# Reinforcement learning with Foolsball
- Reinforcement learning is learning to make decisions from experience.
- Games are a good testbed for RL.
 

# About Foolsball v3.0
- 5x4 playground that provides a football/foosball-like environment.
- A controllable player:
  - always spawned in the top-left corner
  - displayed as '⚽'
  - can move North, South, East or West.
  - **Movements have some uncertainty associated with them.**
  - can be controlled algorithmically
- A number of **dynamic** opponents, each represented by 👕, that occupy certain locations on the field.
- **The opponents can move up or down randomly independent of each other**
- A goalpost 🥅 that is fixed in the bottom right corner

## Goals
### Primary goal
- We want the agent to learn to reach the goalpost 

### Secondary goals
- We may want the agent to learn to be efficient in some sense, for example, take the shortest path to the goalpost. 

## Rules 
- Initial rules:
    - **The ball can be (tried to be) moved in five ways: \['n','e','w',s','x'\], 'x' representing holding the ball in the current position.**
    - **The environment is stochastic. So there's a small probability that a bad action gets triggered instead of the desired action.**
    - Move the ball to an unmarked position: -1 points, game continues
    - Move the ball to a position marked by a defender: -5 points, **game continues**
    - Try to move the ball ouside the field: -1 (ball stays in the previous position), game continues
    - Move the ball into the goal post position: +5, game terminates
    - **Each opponent can randomly move up or down in its column**
    - **The agent can sense the presence or absense of defenders in the adjacent cells.**


# Create the enviroment

In [1]:
import numpy as np

agent = '⚽'
opponent = '👕'
goal = '🥅'

arena = [['⚽', ' ' , '👕', ' ' ],
         [' ' , ' ' , ' ' , '👕'],
         [' ' , '👕', ' ' , ' ' ],
         [' ' , ' ' , ' ' , '👕'],
         [' ' , '👕', ' ' , '🥅']]

### Key questions
- What information should make up the state of the environment+agent now?
- How and why should the state be encoded?
- Is it possible to segregate next_state calculation and reward calculation as we have done in the past? 
- Think about the atomicity and order of the actions.
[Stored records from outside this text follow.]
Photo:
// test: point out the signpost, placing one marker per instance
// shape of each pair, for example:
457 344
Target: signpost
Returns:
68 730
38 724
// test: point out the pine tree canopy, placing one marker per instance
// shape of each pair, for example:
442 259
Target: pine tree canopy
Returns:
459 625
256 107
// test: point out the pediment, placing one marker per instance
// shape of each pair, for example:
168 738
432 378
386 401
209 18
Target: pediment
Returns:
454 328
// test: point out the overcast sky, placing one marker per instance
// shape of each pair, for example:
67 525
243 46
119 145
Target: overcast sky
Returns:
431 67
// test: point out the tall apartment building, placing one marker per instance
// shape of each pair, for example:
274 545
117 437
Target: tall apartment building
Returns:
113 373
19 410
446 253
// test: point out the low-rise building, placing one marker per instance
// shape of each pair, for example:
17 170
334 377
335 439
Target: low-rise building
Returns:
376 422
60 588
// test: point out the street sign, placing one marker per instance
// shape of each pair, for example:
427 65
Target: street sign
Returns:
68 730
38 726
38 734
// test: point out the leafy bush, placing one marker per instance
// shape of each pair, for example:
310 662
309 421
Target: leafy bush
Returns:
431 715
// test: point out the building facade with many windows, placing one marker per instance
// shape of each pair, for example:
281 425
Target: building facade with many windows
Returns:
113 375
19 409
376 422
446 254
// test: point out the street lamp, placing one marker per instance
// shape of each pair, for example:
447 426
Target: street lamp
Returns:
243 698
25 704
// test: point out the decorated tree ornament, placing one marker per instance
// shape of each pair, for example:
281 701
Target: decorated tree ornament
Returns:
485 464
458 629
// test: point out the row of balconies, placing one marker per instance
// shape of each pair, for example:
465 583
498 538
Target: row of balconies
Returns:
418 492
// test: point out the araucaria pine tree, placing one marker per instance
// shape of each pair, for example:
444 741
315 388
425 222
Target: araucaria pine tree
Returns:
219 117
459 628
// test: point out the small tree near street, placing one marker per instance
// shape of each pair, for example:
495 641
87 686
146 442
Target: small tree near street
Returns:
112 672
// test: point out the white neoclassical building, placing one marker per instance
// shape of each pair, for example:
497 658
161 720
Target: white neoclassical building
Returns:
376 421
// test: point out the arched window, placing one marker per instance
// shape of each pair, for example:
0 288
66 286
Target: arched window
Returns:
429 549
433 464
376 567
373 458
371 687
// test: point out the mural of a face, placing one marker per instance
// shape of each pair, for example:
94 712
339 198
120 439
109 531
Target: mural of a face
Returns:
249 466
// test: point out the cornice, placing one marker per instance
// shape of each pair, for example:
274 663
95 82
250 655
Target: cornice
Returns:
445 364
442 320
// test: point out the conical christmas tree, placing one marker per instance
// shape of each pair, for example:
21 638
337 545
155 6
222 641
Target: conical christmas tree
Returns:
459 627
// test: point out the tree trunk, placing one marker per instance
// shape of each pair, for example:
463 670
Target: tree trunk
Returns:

Is agent's movement followed by defender movement equivalent to defneder movement followed by agents's movement?

### Todos:
- Implement the new rules in the code below.

In [2]:
import pdb

class Foolsball(object):
    def __encode_indices__(self,row,col):
        """Convert from indices (row,col) to integer state."""
        return row*self.n_cols + col
    
    
    def __decode_indices__(self, state):
        """Convert from integer state to indices(row,col)"""
        row = state // self.n_cols
        col = state % self.n_cols
        return row,col
        
    def __make_observation__(self):
        player_obs = self.state['agent']
        
        player_row, player_col = self.__decode_indices__(player_obs)
        delta = ({'n':(-1,0), 'e':(0,+1), 'w':(0, -1), 's':(+1,0)})
        
        opponent_obs = {}
        for k in delta:
            scan_row, scan_column = player_row + delta[k][0], player_col + delta[k][1]
            
            if (0<=scan_row<self.n_rows) and (0<=scan_column<self.n_cols) and\
            self.__encode_indices__(scan_row, scan_column) in self.state['opponents']:
                opponent_obs[k] = 1
            else:
                opponent_obs[k] = 0
        
        return(player_obs,opponent_obs)
                
            
            
        

    def __deserialize__(self,map:list,agent:str,opponent:str, goal:str):
        """Convrt a string representation of a map into a 2D numpy array
        Param map: list of lists of strings representing the player, opponents and goal.
        Param agent: string representing the agent on the map 
        Param opponent: string representing every instance of an opponent player
        Param goal: string representing the location of the goal on the map
        """
        ## Capture dimensions and map.
        self.n_rows = len(map)
        self.n_cols = len(map[0])
        self.map = np.asarray(map)

        ## Store string representations for printing the map, etc.
        self.agent_repr = agent
        self.opponent_repr  = opponent
        self.goal_repr = goal

        ## Find initial state, the desired goal state and the state of the opponents. 
        player_state = None
        goal_state = None
        opponents_states = []

        for row in range(self.n_rows):
            for col in range(self.n_cols):
                if map[row][col] == agent:
                    player_state = self.__encode_indices__(row,col)
                    self.map[row,col] = ' ' 

                elif map[row][col] == opponent:
                    opponents_states.append(self.__encode_indices__(row,col))
                    self.map[row,col] = ' ' 

                elif map[row][col] == goal:
                    goal_state = self.__encode_indices__(row,col)
        
        self.init_state = {'agent':player_state,'opponents':opponents_states, 'goal':goal_state}
       
        
        assert player_state is not None, f"Map {map} does not specify an agent {agent} location"
        assert opponents_states is not None,  f"Map {map} does not specify a goal {goal} location"
        assert goal_state,  f"Map {map} does not specify any opponents {opponent} location"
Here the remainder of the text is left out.